2. Equally unavailing for the defendant, is the supposed return of the key of the store, to the plaintiff. In September, 1830, it was given to a boy, by Buckingham, with the direction to carry it to the plaintiff’s residence. Afterwards, in the absence of the plaintiff, and on the request of Austin, a witness, it was delivered to him, by the plaintiff’s wife. But there is no evidence the plaintiff had any knowledge, that the key had been returned , much less, that he ever accepted it. It is from the acceptance of the key, by the operation of law, that a surrender of the lease may be presumed.
3. From the possession of the store, by Austin, there arises no evidence, that the tenancy of Brown was terminated. Af*348ter the procurement of the key as aforesaid, Austin immediately, without consulting any one, deposited furniture therein. On the same day, he saw the plaintiff, and said to him : “ I have taken possession of your store,” to which the plaintiff replied: “ Mr.
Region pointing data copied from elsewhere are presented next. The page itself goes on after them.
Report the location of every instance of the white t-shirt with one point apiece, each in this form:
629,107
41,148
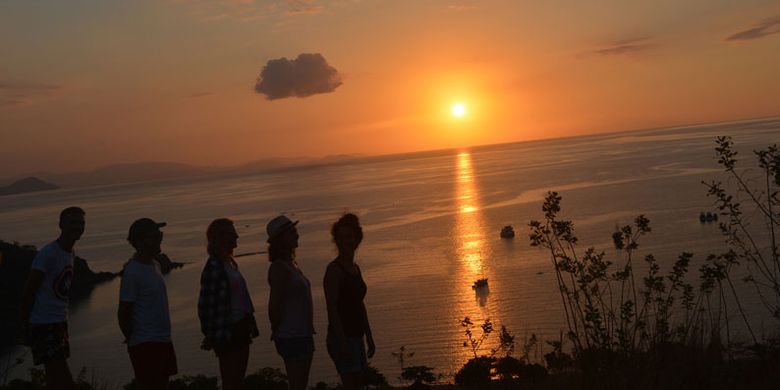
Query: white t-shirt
143,286
51,300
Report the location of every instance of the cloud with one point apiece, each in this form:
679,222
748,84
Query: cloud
759,30
307,75
14,94
303,7
200,94
254,10
463,7
618,48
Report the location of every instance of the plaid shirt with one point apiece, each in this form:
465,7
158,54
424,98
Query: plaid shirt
214,304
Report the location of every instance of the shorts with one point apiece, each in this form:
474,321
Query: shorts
240,336
48,342
295,348
356,350
153,361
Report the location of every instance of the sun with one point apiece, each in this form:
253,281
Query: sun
458,110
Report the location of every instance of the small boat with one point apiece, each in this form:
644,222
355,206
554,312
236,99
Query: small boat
507,232
479,283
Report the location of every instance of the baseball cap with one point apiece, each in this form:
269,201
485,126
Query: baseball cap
142,227
278,226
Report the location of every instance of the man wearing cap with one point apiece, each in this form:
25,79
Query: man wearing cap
143,309
45,301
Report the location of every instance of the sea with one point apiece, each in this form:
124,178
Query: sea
432,222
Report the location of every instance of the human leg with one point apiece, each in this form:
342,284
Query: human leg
58,375
232,367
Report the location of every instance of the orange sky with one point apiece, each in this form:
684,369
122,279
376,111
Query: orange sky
89,83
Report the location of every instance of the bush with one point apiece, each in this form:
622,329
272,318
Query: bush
266,378
477,373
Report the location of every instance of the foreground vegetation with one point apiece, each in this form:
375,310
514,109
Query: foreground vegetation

Brown’s store, you mean.” Austin occupied the store about six weeks, without permission from any one, and without the payment of rent. On the plaintiff’s part, there was no assent to the preceding transaction; and of consequence, there is no implication against him.
4. On one occasion, Mrs. Bacon was in a part of the store, with kettles and tubs, and in the act of washing. By her own act, unauthorised by her husband, she could not in any manner affect his rights ; and there is no evidence, that her temporary possession of the store, was with his knowledge or assent.
5. The cellar of the store, was let to the plaintiff, by Ives & Buckingham; and this is construed, by the defendant, into the acceptance of them as his tenants. From this fact, no such inference arises. If Ives & Buckingham were sublessees of Brown, they had right to lease to the plaintiff a part of the store, equally as Brown would have had the right, had he retained the possession; and their right as sublessees is all that the transaction implies.
Besides, the hiring of the cellar happened, on the 20th March, 1830. Immediately preceding this event, the plaintiff had applied to the defendant for the rent of the store, and had declared, in the presence of Ives & Buckingham, that he considered him as his tenant. Superadded to this, he had refused to accept them as his tenants, unless they would give him security; which they declined to do. Soon after, on the same day, the plaintiff proposed to take a part of the cellar of the store, at a certain rent; and it was agreed to. The entire transaction evinces, that the store was hired, by the plaintiff, of Ives & Buckingham, not as being his tenants, but as being the sublessees or holders, under Brown.
6. It has been argued by the defendant’s counsel, that if Ives & Buckingham were not the tenants of the plaintiff, his hiring the cellar of them was an eviction of Brown; and to sustain his argument, the case of Smith v. Raleigh, 3 Camph. 513. has been cited. In the transaction alluded to, there is nothing like an eviction. By this term is meant a wrongful ouster or dispossession; (5 Conn. Rep. 521.) but here nothing *349of that kind can be pretended. The hiring by the plaintiff was a lawful act, and compatible with the rightful possession of lessees under Brown. Nor has the case cited any bearing on the point for which it was adduced. It merely establishes the principle, that when premises are let at an entire rent, an eviction from part, if the tenant thereupon gives up the residue, is a full defence to the action for use and occupation.
I have now considered every question made in the case, and am prepared to say, that by holding over the term, the defendant became tenant for a year, on the terms of the original lease ; and that the plaintiff has never accepted any person other than the defendant, as his tenant, nor relinquished his claim upon him for the rent.
That the jury decided against the evidence is too decisive and palpable, to permit a doubt to rest upon the mind.
A new trial, therefore, must be granted.
The other Judges were of the same opinion.New trial to be granted.